06/09/2005 11:02:29 PM · #14
The exact workflow will vary depending on your camera and its settings.
I had to change what i did when i got my Rebel from what i did with my Fuji S602.

My current workflow...for JPG images
-1.neatimage if it needs it.
1.Open pic, make copy to work on
2.crop
3.duplicate the background layer and work on it, not the original BG
4.levels to make sure everything is OK. Sometimes Master, sometimes each color channel. many times no adjustment is needed.
4a. if needed, adjust colors here.
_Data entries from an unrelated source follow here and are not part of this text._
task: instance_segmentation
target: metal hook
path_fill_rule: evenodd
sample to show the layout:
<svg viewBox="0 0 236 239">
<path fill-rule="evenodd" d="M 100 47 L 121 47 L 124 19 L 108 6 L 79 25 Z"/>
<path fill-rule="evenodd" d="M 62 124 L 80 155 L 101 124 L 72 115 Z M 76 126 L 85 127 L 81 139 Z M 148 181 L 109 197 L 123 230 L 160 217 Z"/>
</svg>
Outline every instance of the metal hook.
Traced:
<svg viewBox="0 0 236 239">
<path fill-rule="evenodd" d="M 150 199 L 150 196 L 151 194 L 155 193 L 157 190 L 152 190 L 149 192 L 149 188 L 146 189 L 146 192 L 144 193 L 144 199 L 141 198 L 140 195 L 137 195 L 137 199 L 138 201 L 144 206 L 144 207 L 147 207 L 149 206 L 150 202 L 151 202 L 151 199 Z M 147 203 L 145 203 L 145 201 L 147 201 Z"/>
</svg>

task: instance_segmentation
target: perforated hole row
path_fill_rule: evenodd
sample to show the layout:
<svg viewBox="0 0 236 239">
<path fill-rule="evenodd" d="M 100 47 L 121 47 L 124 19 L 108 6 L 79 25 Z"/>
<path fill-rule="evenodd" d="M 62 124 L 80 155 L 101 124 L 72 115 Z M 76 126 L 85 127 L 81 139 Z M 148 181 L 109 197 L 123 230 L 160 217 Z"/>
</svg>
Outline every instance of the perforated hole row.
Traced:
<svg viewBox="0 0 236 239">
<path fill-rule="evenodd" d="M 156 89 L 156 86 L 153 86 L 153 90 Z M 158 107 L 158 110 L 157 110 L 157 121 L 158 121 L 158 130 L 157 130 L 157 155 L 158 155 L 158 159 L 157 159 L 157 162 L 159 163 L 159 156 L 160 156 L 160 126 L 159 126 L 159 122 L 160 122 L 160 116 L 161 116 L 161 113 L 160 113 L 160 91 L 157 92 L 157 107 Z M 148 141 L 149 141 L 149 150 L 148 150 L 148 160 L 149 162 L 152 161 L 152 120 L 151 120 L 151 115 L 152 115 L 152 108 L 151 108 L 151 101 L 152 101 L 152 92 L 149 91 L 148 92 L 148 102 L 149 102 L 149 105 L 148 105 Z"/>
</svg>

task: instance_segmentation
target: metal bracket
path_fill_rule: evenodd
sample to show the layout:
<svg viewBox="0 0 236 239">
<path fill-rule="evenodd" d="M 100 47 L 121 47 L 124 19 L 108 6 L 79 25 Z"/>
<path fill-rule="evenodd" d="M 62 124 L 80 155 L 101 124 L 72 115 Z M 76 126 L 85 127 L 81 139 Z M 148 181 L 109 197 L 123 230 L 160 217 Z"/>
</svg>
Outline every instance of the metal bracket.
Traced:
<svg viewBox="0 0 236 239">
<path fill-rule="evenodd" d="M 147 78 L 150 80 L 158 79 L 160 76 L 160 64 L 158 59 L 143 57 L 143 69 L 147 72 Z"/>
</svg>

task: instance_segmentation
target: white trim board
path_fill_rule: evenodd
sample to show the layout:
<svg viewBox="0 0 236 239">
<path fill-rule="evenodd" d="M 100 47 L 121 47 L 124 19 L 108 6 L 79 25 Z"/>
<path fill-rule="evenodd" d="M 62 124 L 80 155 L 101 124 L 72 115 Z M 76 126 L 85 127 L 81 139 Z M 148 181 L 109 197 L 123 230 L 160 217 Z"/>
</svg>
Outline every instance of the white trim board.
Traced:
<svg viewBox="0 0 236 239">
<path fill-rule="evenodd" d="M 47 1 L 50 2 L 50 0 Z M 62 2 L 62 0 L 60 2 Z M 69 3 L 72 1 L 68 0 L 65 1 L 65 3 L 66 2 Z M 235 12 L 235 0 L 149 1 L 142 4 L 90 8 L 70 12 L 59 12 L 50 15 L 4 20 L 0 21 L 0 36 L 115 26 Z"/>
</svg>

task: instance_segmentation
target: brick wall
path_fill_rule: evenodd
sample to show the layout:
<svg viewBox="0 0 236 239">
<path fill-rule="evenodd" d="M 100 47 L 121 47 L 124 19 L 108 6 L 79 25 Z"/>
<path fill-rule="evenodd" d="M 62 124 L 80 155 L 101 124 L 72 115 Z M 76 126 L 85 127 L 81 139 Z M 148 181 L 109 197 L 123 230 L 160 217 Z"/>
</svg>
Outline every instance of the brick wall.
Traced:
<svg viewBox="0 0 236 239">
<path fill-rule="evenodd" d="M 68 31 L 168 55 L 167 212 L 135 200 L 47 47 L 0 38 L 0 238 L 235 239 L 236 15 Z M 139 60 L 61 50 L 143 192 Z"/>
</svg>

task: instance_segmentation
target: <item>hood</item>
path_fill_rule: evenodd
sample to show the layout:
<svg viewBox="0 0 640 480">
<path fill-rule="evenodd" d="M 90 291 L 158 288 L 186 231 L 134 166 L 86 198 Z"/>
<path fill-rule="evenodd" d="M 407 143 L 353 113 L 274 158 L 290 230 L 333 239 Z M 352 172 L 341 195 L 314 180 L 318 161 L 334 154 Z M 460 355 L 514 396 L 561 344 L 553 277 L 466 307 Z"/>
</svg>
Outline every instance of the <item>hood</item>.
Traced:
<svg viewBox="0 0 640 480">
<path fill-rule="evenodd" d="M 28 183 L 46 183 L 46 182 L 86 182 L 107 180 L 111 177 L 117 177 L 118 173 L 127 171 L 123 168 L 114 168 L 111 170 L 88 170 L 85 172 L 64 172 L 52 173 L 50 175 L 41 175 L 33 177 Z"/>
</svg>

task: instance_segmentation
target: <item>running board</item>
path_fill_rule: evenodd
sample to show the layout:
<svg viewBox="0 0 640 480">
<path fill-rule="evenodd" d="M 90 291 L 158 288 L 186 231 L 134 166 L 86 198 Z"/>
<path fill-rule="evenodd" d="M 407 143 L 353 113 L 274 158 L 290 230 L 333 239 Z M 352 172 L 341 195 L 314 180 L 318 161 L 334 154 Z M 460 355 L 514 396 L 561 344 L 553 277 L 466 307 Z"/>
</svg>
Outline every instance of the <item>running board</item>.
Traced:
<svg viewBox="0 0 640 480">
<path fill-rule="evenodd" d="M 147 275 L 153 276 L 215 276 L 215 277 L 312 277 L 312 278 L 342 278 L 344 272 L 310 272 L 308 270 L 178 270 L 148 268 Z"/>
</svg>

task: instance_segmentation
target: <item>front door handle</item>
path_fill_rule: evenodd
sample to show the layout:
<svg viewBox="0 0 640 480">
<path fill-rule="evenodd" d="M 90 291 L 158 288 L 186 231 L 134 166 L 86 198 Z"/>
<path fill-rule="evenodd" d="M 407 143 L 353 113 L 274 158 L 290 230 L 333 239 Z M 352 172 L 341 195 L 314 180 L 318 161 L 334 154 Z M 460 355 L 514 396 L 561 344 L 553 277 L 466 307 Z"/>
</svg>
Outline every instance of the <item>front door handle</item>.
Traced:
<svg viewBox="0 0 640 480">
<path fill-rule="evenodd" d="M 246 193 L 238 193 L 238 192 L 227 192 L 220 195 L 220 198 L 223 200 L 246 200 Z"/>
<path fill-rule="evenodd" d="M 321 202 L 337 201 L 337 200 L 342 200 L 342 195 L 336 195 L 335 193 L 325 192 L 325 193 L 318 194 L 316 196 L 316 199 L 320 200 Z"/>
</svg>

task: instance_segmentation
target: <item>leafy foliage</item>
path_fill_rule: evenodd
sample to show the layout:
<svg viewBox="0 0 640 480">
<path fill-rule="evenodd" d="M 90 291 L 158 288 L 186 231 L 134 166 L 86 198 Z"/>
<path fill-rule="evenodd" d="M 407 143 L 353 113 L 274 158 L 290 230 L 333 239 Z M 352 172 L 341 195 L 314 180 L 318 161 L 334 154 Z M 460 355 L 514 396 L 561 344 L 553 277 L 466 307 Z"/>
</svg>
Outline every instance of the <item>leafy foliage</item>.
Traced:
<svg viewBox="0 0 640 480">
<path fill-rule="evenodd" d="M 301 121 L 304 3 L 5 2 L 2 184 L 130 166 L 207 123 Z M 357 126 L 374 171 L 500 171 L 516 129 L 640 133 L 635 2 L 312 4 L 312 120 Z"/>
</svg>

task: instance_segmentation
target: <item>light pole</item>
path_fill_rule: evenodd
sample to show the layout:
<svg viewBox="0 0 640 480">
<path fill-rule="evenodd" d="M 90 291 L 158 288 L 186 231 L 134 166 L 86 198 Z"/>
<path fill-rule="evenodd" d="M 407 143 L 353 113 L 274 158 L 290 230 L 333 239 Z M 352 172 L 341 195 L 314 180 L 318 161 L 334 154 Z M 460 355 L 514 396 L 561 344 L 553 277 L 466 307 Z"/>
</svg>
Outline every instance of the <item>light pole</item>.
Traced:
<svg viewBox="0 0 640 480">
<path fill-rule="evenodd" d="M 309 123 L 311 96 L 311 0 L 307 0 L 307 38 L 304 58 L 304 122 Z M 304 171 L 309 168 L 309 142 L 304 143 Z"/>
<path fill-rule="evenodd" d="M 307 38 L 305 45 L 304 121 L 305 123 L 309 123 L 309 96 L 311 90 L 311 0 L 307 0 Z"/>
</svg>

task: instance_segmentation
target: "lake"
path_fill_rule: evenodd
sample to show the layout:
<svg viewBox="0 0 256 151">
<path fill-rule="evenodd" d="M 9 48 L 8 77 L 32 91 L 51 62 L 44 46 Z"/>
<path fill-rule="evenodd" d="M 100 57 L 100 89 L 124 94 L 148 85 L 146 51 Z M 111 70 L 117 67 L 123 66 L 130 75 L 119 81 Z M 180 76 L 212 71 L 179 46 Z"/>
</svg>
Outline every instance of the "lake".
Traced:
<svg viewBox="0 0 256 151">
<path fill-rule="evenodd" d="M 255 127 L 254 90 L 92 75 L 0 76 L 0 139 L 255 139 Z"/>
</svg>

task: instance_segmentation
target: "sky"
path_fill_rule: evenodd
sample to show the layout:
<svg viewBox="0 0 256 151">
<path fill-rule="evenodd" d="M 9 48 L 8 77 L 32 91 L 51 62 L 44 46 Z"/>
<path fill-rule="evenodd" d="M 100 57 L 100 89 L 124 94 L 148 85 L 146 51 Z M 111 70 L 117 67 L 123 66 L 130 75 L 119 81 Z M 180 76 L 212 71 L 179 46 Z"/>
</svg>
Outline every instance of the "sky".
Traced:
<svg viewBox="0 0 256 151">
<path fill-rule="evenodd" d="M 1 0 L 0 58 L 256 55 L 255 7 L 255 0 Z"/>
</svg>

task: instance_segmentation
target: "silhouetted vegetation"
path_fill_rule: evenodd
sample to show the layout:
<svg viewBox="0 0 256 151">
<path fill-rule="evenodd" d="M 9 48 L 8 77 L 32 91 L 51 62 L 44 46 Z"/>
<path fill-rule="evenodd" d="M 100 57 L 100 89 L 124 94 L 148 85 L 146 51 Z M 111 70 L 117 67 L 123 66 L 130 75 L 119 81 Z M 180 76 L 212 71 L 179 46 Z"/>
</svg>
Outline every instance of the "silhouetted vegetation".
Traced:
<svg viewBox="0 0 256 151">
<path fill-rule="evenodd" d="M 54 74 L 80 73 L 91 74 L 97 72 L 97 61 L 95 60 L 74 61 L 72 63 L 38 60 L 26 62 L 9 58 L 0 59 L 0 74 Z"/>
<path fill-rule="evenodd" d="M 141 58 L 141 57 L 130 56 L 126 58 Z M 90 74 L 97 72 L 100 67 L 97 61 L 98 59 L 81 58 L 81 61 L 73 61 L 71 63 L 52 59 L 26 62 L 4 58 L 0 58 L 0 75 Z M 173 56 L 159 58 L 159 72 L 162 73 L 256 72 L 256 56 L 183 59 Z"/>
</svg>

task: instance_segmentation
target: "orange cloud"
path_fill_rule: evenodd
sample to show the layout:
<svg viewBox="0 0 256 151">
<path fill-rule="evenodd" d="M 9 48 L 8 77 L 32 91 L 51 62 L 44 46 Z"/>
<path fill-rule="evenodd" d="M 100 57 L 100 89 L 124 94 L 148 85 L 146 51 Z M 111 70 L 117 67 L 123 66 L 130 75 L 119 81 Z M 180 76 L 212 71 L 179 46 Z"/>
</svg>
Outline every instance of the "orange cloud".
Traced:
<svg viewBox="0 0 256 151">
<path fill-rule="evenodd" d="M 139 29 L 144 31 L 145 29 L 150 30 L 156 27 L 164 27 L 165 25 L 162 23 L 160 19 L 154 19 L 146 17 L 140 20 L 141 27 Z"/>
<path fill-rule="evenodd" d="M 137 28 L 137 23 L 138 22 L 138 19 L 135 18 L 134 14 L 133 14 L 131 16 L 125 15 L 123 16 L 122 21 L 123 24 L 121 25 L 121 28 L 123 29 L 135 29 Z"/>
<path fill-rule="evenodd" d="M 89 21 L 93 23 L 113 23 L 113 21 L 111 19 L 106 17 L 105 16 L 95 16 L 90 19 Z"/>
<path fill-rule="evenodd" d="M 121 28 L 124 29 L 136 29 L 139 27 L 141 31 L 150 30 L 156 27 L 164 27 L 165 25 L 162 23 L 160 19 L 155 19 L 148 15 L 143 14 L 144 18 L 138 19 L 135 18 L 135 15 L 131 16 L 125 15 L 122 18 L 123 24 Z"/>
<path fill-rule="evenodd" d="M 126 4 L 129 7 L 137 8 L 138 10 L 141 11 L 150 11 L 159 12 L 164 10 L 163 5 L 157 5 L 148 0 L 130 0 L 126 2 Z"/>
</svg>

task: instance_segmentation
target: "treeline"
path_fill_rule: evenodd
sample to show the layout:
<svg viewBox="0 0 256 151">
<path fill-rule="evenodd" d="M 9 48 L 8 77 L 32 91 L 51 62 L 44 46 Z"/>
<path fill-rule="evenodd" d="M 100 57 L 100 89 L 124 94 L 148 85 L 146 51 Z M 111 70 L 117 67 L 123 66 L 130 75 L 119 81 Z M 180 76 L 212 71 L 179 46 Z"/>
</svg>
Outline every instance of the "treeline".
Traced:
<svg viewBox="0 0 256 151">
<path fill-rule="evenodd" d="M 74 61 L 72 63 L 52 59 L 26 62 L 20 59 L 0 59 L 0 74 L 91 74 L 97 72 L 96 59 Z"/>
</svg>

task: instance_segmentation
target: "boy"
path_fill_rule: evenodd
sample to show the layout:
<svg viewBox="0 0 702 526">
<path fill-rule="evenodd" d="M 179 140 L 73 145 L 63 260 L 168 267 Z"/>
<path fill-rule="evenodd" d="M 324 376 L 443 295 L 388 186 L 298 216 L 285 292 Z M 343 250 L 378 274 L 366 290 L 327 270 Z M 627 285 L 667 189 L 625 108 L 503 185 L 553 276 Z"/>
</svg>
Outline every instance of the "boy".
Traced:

My rebel seems OK, my fuji (all fuji S602) have a green cast to them.
5. Hue/Sat adjustments if any
6.Curves - i usually bump the mids up and the lows down, increases contrast. save a copy at this point as PSD.
7.resize
8. flatten image
9. USM - the amount and radius depends on the size of the pic in pixels, and what you are publishing too (web or print) and what is in the pic (\level of details, etc). Most pics i do 80%, .9, 1 Somtimes up to 180% and radius .6 or .7 (this is one thing that is DRASTICALLY different than with my Fuji)
9. Save for Web

If the pic looks hazy, then i do a USM of 30%, radius 60, and 1 around step 4
If i am going to desat an image, then add that step of course, usually channels but sometimes just desat on Hue/Sat layer

Occasionally I use Filter-Other-Higpass on a layer after flattening, and then Blend Mode - soft light or hard light and adjust opacity instead of USM (not legal for basic editing though)

Message edited by author 2005-06-09 23:04:27.
06/13/2005 01:00:46 PM · #15
Originally posted by RolandB:



Hi Robt. -- quick question if you please. What's the advantage of oversharpening and then fading vs. sharpening (using USM) until it looks "right" as seen in the preview? I figure there must be something or YOU wouldn't be doing it!

thanks,
Roland

originally posted by bear-music:
It's easier to control. You can fine-tune it if it's on its own layer. Sometimes I edit in daylight and find at night that it's too sharp, for example; easy to fade the layer back a bit. The problem with trying to get it exactly right when you sharpen in one pass is that yoiu're stuck with whatever magnification you're at when you open that dialogue box, and it's a pain in the keister to realize it's not quite right and have to step back to NO sharpening and start over again.

In general, in any process whatsoever, it's easier to find the limit by going past it and then backtracking. When you're constantly creeping up on perfection, as it were, you're never quite sure you've actually attained it. So I tend to oversaturate, oversharpen, over-whatever, and then back off by fading the effect up and down at various magnifications until I'm satisfied.

Robt.


Thanks for your detailed reply. That's how I shall approach it from now on!

Roland

Message edited by author 2005-06-13 13:07:42.